We reported a case of a patient that was diagnosed with CML by bone marrow cytogenetics analysis with the Philadelphia chromosome (t(9;22)(q34;q11.2)) and confirmation by PCR analysis (b2a2 and b3a2 mRNA and p210BCR/ABL – 221.7%). At the diagnosis, bilirubin level was 1.0mg/dL and Gilbert’s Syndrome polymorphism was not investigated due to the absence of hyperbilirubinemia. After diagnosis of CML, the patient was initially treated with Imatinib, and presented response to treatment indicated by a decrease in the leukocytes levels. However, response to Imatinib was lost over the evolution of treatment, requiring an alternative therapy and, therefore, Nilotinib, a second generation of tyrosine kinase drug, was prescribed. A reduction in the BCR-ABL translocation was detected with Nilotinib treatment while a slight hyperbilirubinemia (1.6 mg/dL) was observed. In this way, a PCR analysis for UGT1A1 gene polymorphism was done, revealing the presence of Gilbert’s Syndrome (TA7/TA7 allele presence of UGT1A1 gene). Gilbert’s Syndrome is a common liver disease caused by a mutation on the UGT1A1 gene. This gene normally enables the synthesis of a liver enzyme, which acts on hepatic phase II metabolism, converting unconjugated bilirubin into conjugated bilirubin (12). In the Gilbert’s syndrome, the process of bilirubin occur inappropriately due to deficient glucuronidation, causing elevation in the levels of bilirubin and a consequent mild hyperbilirubinemia (13). Gilbert’s syndrome patients could present serum bilirubin levels ranging from 0.6 to 3.0 mg/dL. Usually, individuals with Gilbert’s Syndrome are asymptomatic or exhibit mild yellowing of the skin, mucous membranes, and whites of the eyes. Furthermore, TKIs, as Nilotinib, are also a potent non-competitive inhibitors of the enzyme UGT1A1, which can lead to the worsening of Gilbert’s Syndrome (14). Interestingly, although a gene alteration was found and two coexisting conditions that predisposes to hyperbilirubinemia occurred, the patient did not present symptoms of jaundice.

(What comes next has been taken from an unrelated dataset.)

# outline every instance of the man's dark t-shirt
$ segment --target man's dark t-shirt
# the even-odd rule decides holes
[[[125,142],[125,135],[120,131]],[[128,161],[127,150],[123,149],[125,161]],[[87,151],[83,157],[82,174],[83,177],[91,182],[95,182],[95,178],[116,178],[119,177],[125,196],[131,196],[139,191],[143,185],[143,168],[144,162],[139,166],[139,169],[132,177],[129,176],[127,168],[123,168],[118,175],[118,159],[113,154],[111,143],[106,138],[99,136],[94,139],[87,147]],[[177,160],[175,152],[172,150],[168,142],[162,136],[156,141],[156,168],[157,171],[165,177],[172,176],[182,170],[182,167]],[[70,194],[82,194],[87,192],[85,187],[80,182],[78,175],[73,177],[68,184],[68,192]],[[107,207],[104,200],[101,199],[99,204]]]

This report demonstrates a case of a CML patient treated with two different TKIs that was subsequently diagnosed with Gilbert’s syndrome and it highlights the importance of having genetic investigations in cancer patients, in order to identify secondary diseases that could worsen the course of treatment. Adjusting chemotherapy is equally important to minimize resistance and other side effects, as hyperbilirubinemia. In this case, a biochemical panel should be periodically done to identify possible bilirubin levels alterations and avoid hepatic overload.

This thorough and deep investigation and exploration provided detailed (rich qualitative) information about a specific and rare case of two coexisting conditions that could cause hyperbilirubinemia, in absence of bilirubin alterations. Moreover, it highlights the importance of having genetic investigation in cancer patients, in order to identify secondary diseases that could worsen the course of treatment, providing insights for further researches. However, there are some limitations, as the difficulty to replicate and the conclusions drawn from a particular case may not be transferable to other settings.

Acknowledgments

The authors would like to thank Hospital Universitário São Francisco (HUSF) for their medical assistance. We also thank Universidade São Franscisco for academic assistance.

Funding: This study was funded by grants from the Universidade São Francisco through the Programa de Iniciação Científica, Iniciação Tecnológica e Extensão (PICITExt) da Universidade São Francisco – USF (Edital Proepe 2/2016 and 2/2017).

Footnote

Reporting checklist: The authors have completed the CARE reporting checklist. Available at http://dx.doi.org/10.21037/acr-20-107

Peer Review File: Available at http://dx.doi.org/10.21037/acr-20-107

Conflicts of Interest: Both authors have completed the ICMJE uniform disclosure form (available at http://dx.doi.org/10.21037/acr-20-107). The authors have no conflicts of interest to declare.

Ethical Statement: The authors are accountable for all aspects of the work in ensuring that questions related to the accuracy or integrity of any part of the work are appropriately investigated and resolved. All procedures performed in studies involving human participants were in accordance with the ethical standards of the institutional and/or national research committee(s) and with the Helsinki Declaration (as revised in 2013). Written informed consent was obtained from the patient. This study was approved by the Human Ethics Committee of the University under number 69061417.2.0000.5514, 08037719.2.0000.5514 and 19295019.6.0000.5514.

Open Access Statement: This is an Open Access article distributed in accordance with the Creative Commons Attribution-NonCommercial-NoDerivs 4.0 International License (CC BY-NC-ND 4.0), which permits the non-commercial replication and distribution of the article with the strict proviso that no changes or edits are made and the original work is properly cited (including links to both the formal publication through the relevant DOI and the license). See: https://creativecommons.org/licenses/by-nc-nd/4.0/.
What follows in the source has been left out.